It is an unfortunately restrictive platform; I'm still a bit surprised at how popular it is for writers.
I think the attraction is it's close tie with Twitter (for some reasons, many writers seem to be in love with twitter; I do nothing there but curse and spoil movies), and that it's "easy." I personally run a small website using Ghost, that's all the functionality I need. However, for some articles, I can publish them "anonymously" (through a fake Twitter/FB account) to prevent blowback on myself (for instance, I could publish an article on suicide and not link it to my name, to avoid the taboo that follows the subject around).

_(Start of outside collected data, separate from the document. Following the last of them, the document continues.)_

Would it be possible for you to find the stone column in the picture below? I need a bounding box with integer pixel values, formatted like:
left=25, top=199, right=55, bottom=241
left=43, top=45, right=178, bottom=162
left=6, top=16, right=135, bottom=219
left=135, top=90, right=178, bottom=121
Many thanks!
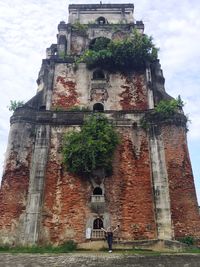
left=149, top=125, right=173, bottom=240
left=21, top=125, right=50, bottom=245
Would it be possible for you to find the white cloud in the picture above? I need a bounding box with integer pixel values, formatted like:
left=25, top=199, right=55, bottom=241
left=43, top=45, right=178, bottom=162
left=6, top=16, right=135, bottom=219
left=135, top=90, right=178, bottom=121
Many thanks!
left=0, top=0, right=199, bottom=202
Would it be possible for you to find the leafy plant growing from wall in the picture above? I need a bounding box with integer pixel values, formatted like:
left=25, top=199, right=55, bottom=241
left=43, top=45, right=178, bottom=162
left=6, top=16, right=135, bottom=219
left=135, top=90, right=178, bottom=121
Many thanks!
left=62, top=114, right=119, bottom=176
left=72, top=21, right=88, bottom=35
left=154, top=96, right=184, bottom=117
left=8, top=100, right=24, bottom=112
left=79, top=29, right=158, bottom=72
left=140, top=96, right=188, bottom=129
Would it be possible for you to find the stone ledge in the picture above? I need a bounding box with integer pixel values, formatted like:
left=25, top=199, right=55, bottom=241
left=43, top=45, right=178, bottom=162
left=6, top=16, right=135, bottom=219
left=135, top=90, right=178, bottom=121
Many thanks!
left=69, top=4, right=134, bottom=10
left=78, top=239, right=188, bottom=252
left=10, top=108, right=146, bottom=126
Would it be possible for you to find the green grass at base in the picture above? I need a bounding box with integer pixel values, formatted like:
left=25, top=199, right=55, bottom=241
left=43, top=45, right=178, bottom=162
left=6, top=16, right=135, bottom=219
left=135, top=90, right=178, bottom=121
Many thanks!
left=0, top=244, right=200, bottom=255
left=0, top=240, right=77, bottom=254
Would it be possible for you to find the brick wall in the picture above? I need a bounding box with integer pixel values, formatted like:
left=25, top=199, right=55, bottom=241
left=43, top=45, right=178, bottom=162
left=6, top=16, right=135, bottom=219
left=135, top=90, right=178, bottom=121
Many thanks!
left=0, top=122, right=33, bottom=244
left=162, top=124, right=200, bottom=238
left=105, top=128, right=156, bottom=240
left=40, top=125, right=156, bottom=244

That writers love twitter confuses me even more than that some like medium. Perhaps it's just because I use twitter as a glorified RSS feed, but IMO conversion/discussion is horrendous on twitter. In any event, I too use a Ghost setup for my own blog but I've never had the itch to write something that could blow up. I can see the value of something like Medium in the case that I would, though.
I agree, twitter does nothing but irritate me. I don't think I've ever seen anything there "of value," and if something does pop up, you can bet it will make its way to about 27 different blogs in a matter of minutes. Twitter has been, for me, just another source of stress. Over the last two years, I've flipped flopped a bit. I completely removed Facebook in favour of twitter, and since January, I've completely removed Twitter in favour of Facebook. Honestly, if three specific people would find a way to communicate that didn't require Facebook, I wouldn't be there either. Textual communication is something I almost completely detest. Not long form writing, but actual "chats" such as Facebook Messaging, Twitter conversations, etc. There's no emotion, no social context, no clues or any way to read what's going on. This has actually made the period a notification of anger. This is part of a much longer rant, but I'll simply leave that point since it's not relevant. Ghost is nice, it's easy to manage and allows me to write. I've never written anything on my site with the thought that it'd "blow up." I think the piece that got the most reads was when I "came out" and even that was only about 30 hits out of 120 Facebook friends and 80 Followers (that post doesn't even exist anymore). I'm lucky to have 10 reads of anything I write, unless I post it to another site (which I'm always hesitant to do). I think you're right on the money with the "blow up" draw of Medium. That's the only reason I find it attractive, the layout and aesthetic is completely achievable through CSS on even the simplest blogging platform.